Membership comprises faculty and researchers from universities including Université Grenoble Alpes and Université de Bordeaux, doctoral candidates enrolled at schools like the École doctorale de sciences sociales de Paris and professionals working in think tanks such as Fondation Nationale des Sciences Politiques. Organizationally it is governed by an elected bureau patterned after statutes used by comparable societies including the Royal Anthropological Institute and features section coordinators for subfields linked to centres like the Laboratoire d'économie et de sociologie du travail. Leadership roles have been held by scholars who previously directed laboratories or centres affiliated with the Institut des sciences sociales du politique or served on editorial boards of journals like Sociétés contemporaines.
The association convenes annual congresses held in university venues such as Université de Lille and Université de Montpellier, and thematic colloquia that partner with institutes including the Institut d'études politiques de Paris and the Centre international de recherches sur les politiques publiques. Conference programmes have hosted keynote speakers from networks connected to Columbia University, University of Oxford, University of Chicago, and invited contributors linked to projects at the European University Institute. Its publication outlets have included edited volumes and working paper series produced in collaboration with presses like Presses universitaires de France and journals that intersect editorially with titles such as Revue française de science politique and Annales. Histoire, Sciences Sociales.

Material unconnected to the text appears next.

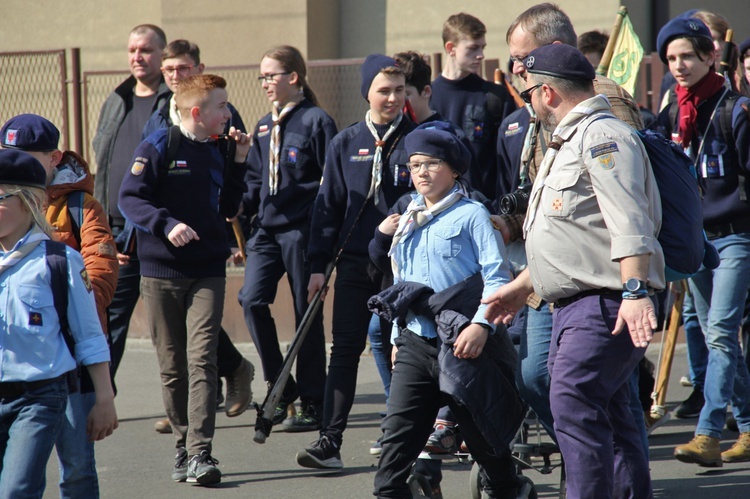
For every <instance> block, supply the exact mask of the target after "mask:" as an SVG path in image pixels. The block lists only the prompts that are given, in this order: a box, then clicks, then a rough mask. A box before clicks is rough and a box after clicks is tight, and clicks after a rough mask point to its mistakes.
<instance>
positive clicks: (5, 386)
mask: <svg viewBox="0 0 750 499" xmlns="http://www.w3.org/2000/svg"><path fill="white" fill-rule="evenodd" d="M63 377H65V374H63V375H60V376H58V377H56V378H50V379H42V380H39V381H3V382H0V398H12V397H20V396H21V395H23V394H24V393H26V392H31V391H34V390H36V389H38V388H41V387H43V386H47V385H51V384H52V383H54V382H55V381H59V380H60V379H62V378H63Z"/></svg>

The association influenced the institutionalization of curricula at departments including Université Sorbonne Nouvelle and contributed to methodological debates that informed training at doctoral schools such as École des hautes études en sciences sociales. It has shaped policy dialogues on issues of inequality and labour referenced in reports by Organisation for Economic Co-operation and Development missions and informed social statistics practices connected to the Institut national de la statistique et des études économiques. Cross-border collaborations have fostered comparative research with partners at University of California, Berkeley, Trinity College Dublin, and Universidad Nacional Autónoma de México, enhancing the international visibility of French sociology in forums like the European Sociological Association.
Critics from faculties at institutions such as Université de Rouen and commentators publishing in outlets like Le Figaro have argued that the association at times reflected elite networks centered on establishments like École normale supérieure (Paris) and thereby underrepresented regional and non-academic practitioners. Debates arose over editorial choices in publications compared with alternatives from groups like the Association for Sociology of Religion and disputes occurred around conference governance mirroring tensions visible in other learned societies such as the British Academy. Contentious episodes included disagreements over public statements on policy matters that provoked parliamentary questions in the Sénat (France) and legal consultations engaging practitioners linked to the Conseil constitutionnel.